Maintaining direct contact with the locals is the lifeblood of a spy seeking to understand a country. Most of what those local sources say is of little or no interest to Washington, but such contact helps orient our intelligence officers, and helps them learn to find their own way to real secrets. After Benghazi, that will be almost impossible to do. And keep in mind, sending out intelligence collectors disguised as students and businessmen is just as risky, and no more palatable to Washington.
The incidents of the past two weeks suggest it may be time to admit that large parts of the Middle East have fallen off the cliff for the U.S., and large parts of it will be beyond the ken of intelligence for the foreseeable future. Something terrible is going on in Syria, but because it’s too risky to put American intelligence officers on the ground there, it’s unclear just how terrible it is and how it could be ended. There’s simply no way for us to tell whether the armed rebellion on the ground is dominated by militant Islamists or by Jeffersonian democrats. Nor can we get a picture of how the men leading the fighting forces on which Assad is most reliant might be turned.

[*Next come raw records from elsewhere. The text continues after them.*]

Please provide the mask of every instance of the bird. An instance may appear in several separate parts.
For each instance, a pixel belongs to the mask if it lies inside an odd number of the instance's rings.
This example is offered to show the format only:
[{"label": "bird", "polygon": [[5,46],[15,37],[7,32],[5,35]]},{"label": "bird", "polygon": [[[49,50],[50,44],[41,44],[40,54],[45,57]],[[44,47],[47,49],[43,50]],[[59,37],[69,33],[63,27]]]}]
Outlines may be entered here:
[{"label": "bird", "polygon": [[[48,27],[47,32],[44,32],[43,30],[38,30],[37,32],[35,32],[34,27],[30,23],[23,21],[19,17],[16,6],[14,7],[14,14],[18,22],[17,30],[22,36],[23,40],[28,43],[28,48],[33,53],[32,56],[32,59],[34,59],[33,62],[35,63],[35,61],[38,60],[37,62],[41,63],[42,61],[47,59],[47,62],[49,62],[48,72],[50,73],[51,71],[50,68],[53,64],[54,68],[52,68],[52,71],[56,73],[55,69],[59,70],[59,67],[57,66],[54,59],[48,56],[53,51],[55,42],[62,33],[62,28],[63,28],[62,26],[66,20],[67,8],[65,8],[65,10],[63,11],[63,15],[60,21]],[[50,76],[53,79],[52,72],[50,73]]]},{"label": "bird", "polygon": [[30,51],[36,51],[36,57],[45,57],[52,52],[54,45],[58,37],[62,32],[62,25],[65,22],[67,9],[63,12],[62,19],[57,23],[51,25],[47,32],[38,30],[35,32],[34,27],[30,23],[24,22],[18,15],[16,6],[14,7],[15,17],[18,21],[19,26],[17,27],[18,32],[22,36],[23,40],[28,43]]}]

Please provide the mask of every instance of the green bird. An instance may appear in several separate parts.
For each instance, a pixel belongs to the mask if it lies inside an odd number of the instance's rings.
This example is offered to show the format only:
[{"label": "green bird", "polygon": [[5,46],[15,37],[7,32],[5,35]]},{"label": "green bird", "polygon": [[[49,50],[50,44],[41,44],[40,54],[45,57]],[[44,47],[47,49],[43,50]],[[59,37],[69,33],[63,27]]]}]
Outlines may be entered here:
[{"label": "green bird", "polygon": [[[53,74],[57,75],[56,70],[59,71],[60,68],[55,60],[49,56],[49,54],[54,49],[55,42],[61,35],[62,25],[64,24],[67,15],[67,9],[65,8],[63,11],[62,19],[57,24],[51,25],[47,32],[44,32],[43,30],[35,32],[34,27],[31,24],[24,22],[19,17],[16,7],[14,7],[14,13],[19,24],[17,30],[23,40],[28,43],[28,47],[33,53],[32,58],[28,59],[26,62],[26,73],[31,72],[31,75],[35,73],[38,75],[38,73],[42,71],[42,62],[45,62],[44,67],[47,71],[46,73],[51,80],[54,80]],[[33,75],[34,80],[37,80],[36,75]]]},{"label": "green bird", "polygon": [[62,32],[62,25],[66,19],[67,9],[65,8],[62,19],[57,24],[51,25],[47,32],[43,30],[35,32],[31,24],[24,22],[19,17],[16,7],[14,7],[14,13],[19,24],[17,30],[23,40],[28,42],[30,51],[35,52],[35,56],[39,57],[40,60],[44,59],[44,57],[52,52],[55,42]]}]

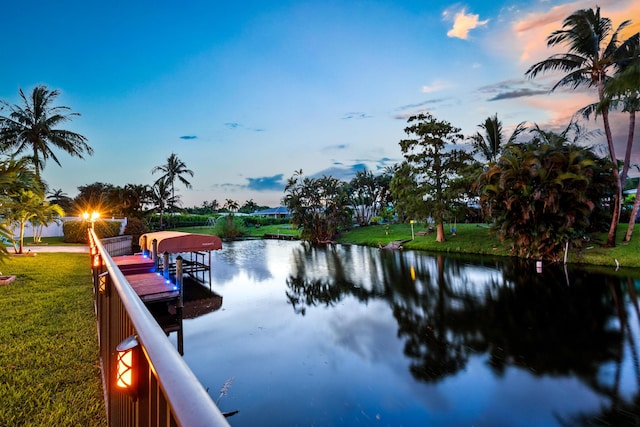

Nor is that problem unique to Syria: a number of countries in the Middle East, from Lebanon to Yemen, Jordan to Egypt, appear poised to fall into the political abyss. Consider Egypt: Since the Muslim Brotherhood came to power, my sources tell me the army there is being purged of officers considered pro-American. I’ve been told that up to 4,000 officers have been let go, although I have no way to confirm that claim. But it would be surprising if the Muslim Brotherhood were not trying to cut us off from our traditional influence over the Egyptian military, just as the tragedy in Benghazi will likely cut off our access to ordinary Libyans.